Serwer nach dem Besuch im Kosovo: Kurti könnte es vorziehen, das Land zu vierten Wahlen zu führen

Daniel Serwer, Professor an der Johns Hopkins University, schrieb über seinen jüngsten Besuch im Kosovo, während Kosovaren mehr daran interessiert waren, seine Einschätzung des Kosovo als über Entwicklungen in Amerika zu hören.
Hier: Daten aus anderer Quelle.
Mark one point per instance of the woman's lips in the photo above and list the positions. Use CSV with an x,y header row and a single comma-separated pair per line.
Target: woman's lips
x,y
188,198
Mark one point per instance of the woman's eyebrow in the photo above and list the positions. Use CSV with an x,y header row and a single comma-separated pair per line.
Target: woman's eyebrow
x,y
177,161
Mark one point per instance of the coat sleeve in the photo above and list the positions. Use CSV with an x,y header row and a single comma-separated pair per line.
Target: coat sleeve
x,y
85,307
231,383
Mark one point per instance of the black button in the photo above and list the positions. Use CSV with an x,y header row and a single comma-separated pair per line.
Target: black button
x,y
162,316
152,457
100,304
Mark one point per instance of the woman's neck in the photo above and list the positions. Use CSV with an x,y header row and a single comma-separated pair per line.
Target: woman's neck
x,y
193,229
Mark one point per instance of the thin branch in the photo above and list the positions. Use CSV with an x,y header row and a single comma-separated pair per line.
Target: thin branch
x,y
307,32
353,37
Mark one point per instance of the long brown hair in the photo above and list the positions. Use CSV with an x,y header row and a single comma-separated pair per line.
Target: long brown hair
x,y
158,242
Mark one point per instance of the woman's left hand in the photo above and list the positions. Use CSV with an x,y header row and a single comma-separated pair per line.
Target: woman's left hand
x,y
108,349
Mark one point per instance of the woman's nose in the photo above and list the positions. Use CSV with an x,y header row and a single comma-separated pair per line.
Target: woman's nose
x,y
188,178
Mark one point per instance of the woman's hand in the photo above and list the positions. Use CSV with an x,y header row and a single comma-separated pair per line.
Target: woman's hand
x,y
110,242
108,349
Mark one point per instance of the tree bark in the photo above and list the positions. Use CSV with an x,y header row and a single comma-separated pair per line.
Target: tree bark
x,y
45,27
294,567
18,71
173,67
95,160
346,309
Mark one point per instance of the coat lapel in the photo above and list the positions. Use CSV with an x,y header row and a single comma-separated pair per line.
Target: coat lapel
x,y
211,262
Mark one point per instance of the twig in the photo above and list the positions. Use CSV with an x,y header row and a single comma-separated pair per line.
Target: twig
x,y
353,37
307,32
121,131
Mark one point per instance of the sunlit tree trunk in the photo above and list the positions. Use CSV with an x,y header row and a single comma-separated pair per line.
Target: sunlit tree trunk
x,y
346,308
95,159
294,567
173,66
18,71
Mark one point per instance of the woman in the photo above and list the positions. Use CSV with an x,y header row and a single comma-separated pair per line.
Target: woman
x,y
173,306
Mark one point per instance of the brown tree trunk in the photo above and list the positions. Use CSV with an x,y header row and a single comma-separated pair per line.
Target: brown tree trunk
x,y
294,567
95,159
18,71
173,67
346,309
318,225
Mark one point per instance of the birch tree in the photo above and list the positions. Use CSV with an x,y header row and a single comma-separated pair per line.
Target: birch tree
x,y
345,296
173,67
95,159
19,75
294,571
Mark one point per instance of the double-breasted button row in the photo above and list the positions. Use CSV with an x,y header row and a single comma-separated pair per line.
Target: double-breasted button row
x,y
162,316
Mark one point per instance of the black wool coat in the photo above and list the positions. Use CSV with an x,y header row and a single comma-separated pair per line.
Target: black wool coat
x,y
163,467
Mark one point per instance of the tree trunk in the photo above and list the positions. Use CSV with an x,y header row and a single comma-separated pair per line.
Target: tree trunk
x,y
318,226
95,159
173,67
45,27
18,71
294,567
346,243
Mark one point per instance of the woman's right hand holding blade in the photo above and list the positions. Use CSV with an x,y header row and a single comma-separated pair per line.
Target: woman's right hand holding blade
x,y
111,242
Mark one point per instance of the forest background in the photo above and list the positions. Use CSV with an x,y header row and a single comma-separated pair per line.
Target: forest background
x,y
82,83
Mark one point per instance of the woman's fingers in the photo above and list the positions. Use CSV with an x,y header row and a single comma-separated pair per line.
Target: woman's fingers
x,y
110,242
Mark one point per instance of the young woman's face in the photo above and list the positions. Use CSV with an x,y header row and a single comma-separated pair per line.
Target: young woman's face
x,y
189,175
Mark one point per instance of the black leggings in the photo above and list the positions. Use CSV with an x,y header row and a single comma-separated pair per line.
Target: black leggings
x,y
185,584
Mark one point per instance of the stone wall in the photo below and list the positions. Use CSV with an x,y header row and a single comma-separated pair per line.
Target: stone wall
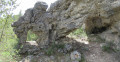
x,y
100,17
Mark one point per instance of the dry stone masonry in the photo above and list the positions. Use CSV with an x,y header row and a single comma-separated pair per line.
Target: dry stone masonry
x,y
100,17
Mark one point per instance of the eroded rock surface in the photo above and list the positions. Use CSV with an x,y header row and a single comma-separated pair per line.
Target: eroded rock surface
x,y
100,17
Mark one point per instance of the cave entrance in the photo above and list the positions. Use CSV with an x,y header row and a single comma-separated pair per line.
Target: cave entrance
x,y
95,25
97,30
31,36
80,32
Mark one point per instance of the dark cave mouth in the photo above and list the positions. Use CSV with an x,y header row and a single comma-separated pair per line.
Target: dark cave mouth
x,y
98,30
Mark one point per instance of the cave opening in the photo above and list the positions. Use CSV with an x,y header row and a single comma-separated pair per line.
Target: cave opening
x,y
97,30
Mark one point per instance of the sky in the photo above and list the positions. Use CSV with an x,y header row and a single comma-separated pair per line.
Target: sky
x,y
25,4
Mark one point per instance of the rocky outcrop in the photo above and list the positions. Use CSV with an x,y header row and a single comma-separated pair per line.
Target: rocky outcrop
x,y
100,18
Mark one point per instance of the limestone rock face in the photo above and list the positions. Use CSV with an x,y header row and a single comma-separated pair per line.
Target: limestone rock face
x,y
101,17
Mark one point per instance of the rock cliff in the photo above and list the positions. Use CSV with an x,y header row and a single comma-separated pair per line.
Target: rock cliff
x,y
100,18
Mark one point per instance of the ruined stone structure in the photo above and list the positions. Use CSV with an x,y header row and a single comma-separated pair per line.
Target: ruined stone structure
x,y
100,17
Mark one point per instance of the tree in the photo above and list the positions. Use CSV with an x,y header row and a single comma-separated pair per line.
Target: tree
x,y
7,6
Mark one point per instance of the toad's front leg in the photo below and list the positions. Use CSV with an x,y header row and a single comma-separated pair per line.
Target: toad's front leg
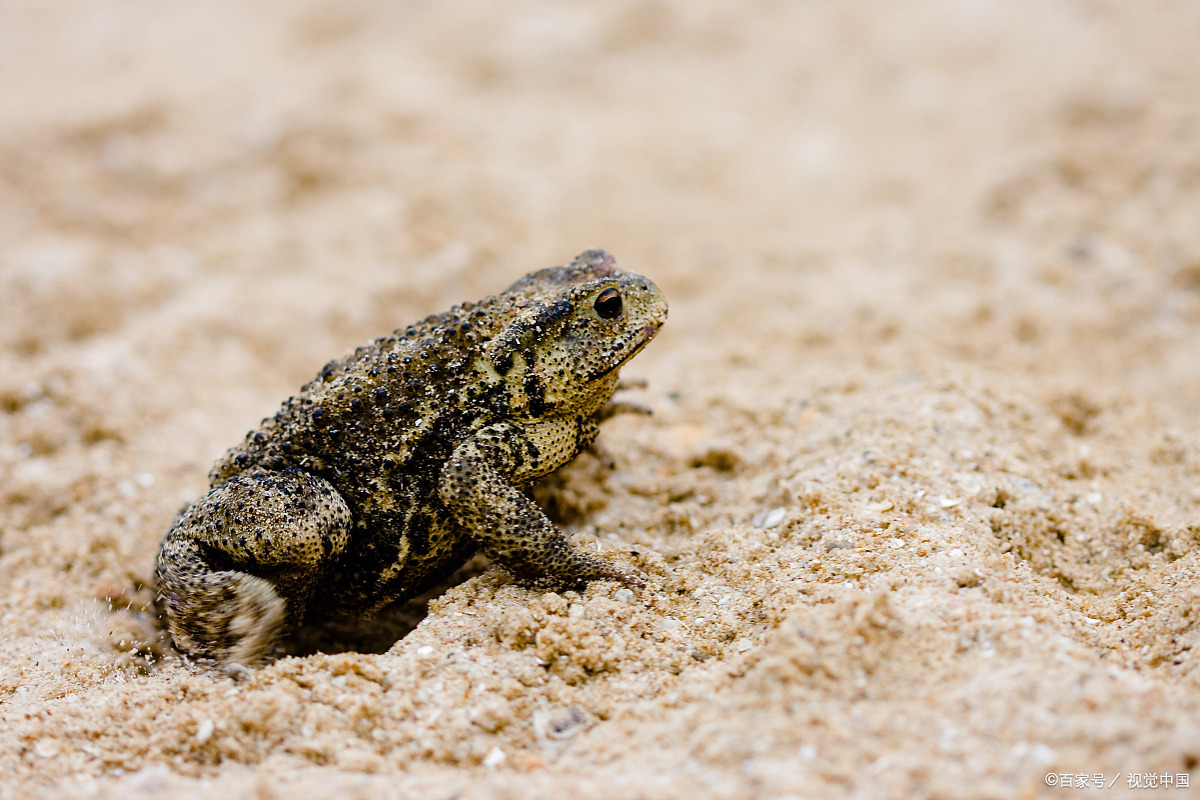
x,y
478,486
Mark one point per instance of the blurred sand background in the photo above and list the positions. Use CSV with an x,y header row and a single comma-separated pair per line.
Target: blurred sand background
x,y
919,497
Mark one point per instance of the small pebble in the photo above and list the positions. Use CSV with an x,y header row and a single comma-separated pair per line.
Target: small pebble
x,y
495,758
769,518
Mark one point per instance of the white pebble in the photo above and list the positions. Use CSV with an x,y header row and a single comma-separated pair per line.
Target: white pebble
x,y
495,758
204,731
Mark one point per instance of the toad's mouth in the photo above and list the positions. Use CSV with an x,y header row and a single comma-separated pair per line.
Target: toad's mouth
x,y
648,331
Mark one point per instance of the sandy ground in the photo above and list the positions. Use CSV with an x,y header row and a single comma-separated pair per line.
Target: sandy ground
x,y
919,498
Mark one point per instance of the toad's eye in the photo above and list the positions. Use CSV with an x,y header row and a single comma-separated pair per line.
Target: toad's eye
x,y
607,304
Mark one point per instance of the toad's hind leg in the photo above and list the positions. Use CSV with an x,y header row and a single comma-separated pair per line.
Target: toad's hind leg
x,y
240,564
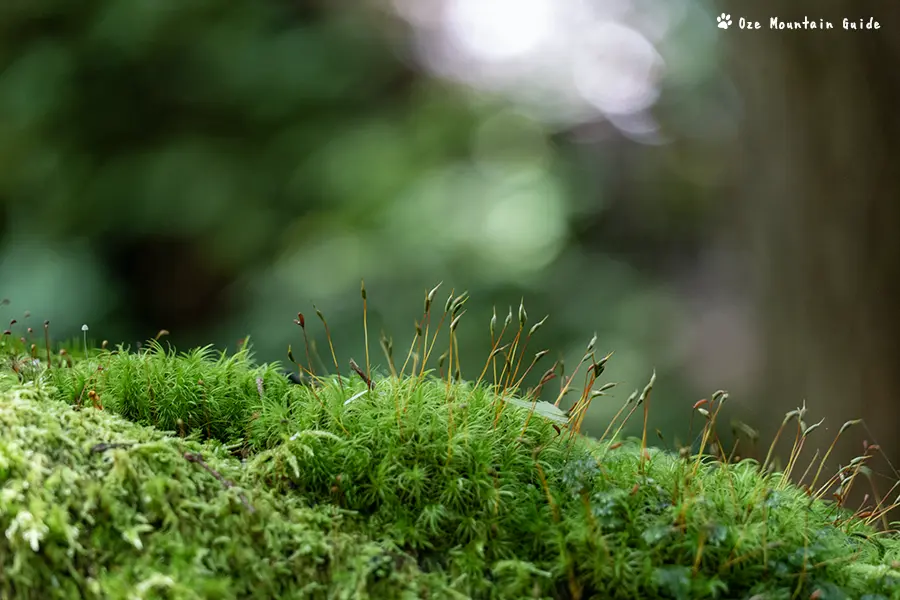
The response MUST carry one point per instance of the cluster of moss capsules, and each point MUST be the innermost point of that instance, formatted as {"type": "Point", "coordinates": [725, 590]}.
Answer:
{"type": "Point", "coordinates": [149, 473]}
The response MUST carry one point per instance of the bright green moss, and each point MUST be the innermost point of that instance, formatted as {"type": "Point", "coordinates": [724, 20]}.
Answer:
{"type": "Point", "coordinates": [414, 486]}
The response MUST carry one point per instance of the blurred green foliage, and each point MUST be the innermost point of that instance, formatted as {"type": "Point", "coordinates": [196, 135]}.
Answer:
{"type": "Point", "coordinates": [212, 168]}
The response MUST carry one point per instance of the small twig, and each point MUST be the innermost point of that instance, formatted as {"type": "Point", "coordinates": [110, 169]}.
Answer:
{"type": "Point", "coordinates": [196, 457]}
{"type": "Point", "coordinates": [362, 374]}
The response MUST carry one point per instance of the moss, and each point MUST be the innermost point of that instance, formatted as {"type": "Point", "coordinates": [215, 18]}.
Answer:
{"type": "Point", "coordinates": [387, 485]}
{"type": "Point", "coordinates": [93, 506]}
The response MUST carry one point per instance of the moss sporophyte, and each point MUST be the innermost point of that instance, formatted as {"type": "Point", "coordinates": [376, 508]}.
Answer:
{"type": "Point", "coordinates": [153, 474]}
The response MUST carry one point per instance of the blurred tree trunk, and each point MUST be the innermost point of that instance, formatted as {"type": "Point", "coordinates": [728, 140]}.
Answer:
{"type": "Point", "coordinates": [821, 207]}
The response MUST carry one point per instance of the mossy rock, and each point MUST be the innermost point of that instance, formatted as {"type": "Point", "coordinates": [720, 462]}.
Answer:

Er schätzt, dass der amtierende Premierminister Albin Kurti es vorziehen könnte, das Kosovo zu den vierten Wahlen zu führen, wenn keine politische Einigung über die Schaffung neuer Institutionen erzielt wird.
Das Land musste in weniger als 16 Monaten drei Wahlen abhalten. Er hat immer noch keinen neuen Präsidenten oder eine Regierung mit voller Kompetenz. Die Vetevendosje-Bewegung von Ministerpräsident Albin Kurti seit 2020 hat neben Minderheitenvertretern genügend Sitze, um die notwendige Mehrheit in der Versammlung zu sichern. Aber für die Wahl des Präsidenten sind zwei Drittel der Stimmen erforderlich. Die zersplitterte Opposition ist nicht bereit, die von Kurti vorgeschlagenen Kandidaten zu unterstützen. Es ist nicht klar, ob die Opposition einem Kandidaten zustimmen kann. Auch ist nicht bekannt, ob der Premierminister einen Oppositionskandidaten zurückgeben würde, wenn das passiert. == Weblinks ==* Offizielle Website (englisch) == Einzelnachweise ==
Das, sagt Serwer, “würde die Wut der Wählerinnen und Wähler gefährden”.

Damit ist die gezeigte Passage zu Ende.